Blogs

Unicus helps a Bulgarian financial data provider build the region's largest financial database, accelerating processing by over 50%

Published : May 26, 2025

The Problem:

A financial data provider based in Bulgaria set an ambitious goal to build the largest comprehensive database of company financials in the region. However, various factors threatened this vision. Several OCR vendors failed to meet their accuracy and scalability requirements, trapping 40% of important financial data in subpar documents.

Main technical challenges:

- Inaccurate information extraction with current solutions

- Inadequate PDFs significantly reduced the effectiveness of data extraction

- Financial data is dispersed across various types of statements, each with different data representations

- Manual intervention and adjustments were necessary for missing data points.

- The system rejected documents that did not fully adhere to the established templates. Silent data loss from incomplete documents hindered the overall growth of the database.

The client's current system created a significant bottleneck by labeling any document with missing information as "data deficient" and outright rejecting it. Additionally, the client's system was not built to handle files with insufficient data. As a result, the client discovered significant information gaps that they had not previously recognized. In accordance with their standard procedure for manual processing, the client requested that we overcome this obstacle and continue to fill the template with derived data.

Our Solution

As a POC, we worked on around 50 documents with varying difficulty levels. Our financial data extraction agent extracted the information with 95% accuracy, which the client found to be highly impressive.
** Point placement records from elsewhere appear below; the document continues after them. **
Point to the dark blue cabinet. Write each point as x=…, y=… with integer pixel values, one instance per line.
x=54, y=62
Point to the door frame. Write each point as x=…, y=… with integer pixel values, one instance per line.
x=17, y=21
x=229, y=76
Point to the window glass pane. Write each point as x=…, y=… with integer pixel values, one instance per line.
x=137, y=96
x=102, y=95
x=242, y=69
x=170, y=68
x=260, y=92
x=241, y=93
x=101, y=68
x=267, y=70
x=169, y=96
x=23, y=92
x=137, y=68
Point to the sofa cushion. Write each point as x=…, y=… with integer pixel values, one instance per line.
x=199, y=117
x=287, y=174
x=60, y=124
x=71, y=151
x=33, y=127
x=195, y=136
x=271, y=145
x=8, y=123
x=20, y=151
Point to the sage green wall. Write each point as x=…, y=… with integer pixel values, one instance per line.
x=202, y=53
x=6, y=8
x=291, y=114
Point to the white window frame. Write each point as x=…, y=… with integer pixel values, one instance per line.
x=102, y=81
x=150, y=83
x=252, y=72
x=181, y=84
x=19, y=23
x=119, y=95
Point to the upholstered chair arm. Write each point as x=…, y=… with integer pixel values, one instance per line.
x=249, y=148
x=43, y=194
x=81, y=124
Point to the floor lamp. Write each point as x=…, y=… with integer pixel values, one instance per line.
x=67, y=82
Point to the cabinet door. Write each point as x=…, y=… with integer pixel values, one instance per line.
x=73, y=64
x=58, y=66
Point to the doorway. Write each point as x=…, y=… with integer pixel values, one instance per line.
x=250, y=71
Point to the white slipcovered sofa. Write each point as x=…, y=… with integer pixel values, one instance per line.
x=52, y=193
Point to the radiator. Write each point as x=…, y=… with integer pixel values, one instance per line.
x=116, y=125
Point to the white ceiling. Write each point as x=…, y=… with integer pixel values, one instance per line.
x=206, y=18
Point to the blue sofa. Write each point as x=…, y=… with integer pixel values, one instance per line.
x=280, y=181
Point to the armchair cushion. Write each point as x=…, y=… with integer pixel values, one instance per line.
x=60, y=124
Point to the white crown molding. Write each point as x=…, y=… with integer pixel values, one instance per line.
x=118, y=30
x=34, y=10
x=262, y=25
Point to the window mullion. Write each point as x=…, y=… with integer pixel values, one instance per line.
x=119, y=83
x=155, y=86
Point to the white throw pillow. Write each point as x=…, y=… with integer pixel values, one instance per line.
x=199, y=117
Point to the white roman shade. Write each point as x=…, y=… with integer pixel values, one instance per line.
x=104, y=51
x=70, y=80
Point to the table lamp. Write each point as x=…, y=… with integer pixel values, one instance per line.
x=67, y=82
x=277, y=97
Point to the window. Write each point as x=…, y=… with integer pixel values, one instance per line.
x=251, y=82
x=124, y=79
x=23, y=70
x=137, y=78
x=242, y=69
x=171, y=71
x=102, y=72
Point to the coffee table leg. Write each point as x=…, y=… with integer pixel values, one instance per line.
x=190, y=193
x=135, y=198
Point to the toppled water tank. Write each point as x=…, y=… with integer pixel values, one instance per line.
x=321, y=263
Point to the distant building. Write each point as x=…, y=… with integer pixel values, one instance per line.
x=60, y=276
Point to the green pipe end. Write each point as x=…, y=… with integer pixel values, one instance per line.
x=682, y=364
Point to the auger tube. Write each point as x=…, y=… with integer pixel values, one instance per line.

This led to scaled-up delivery, processing 1,000 documents in batches.

Getting Past Implementation Obstacles: The Problem of Template Adherence

Addressing the client's requirement for template adherence resulted in the biggest breakthrough. We created a complex workaround that significantly altered the client team's data processing capabilities in close collaboration with our in-house subject matter experts.

Reconstructing Data Intelligently:

To guarantee that every document satisfies the precise template structure needed by the client's system, we developed automated systems that find and recreate missing data points.

Advanced Document Processing:

We applied AI-driven features specifically designed to manage low-quality documents while maintaining 95% data quality standards across previously inaccessible data sources.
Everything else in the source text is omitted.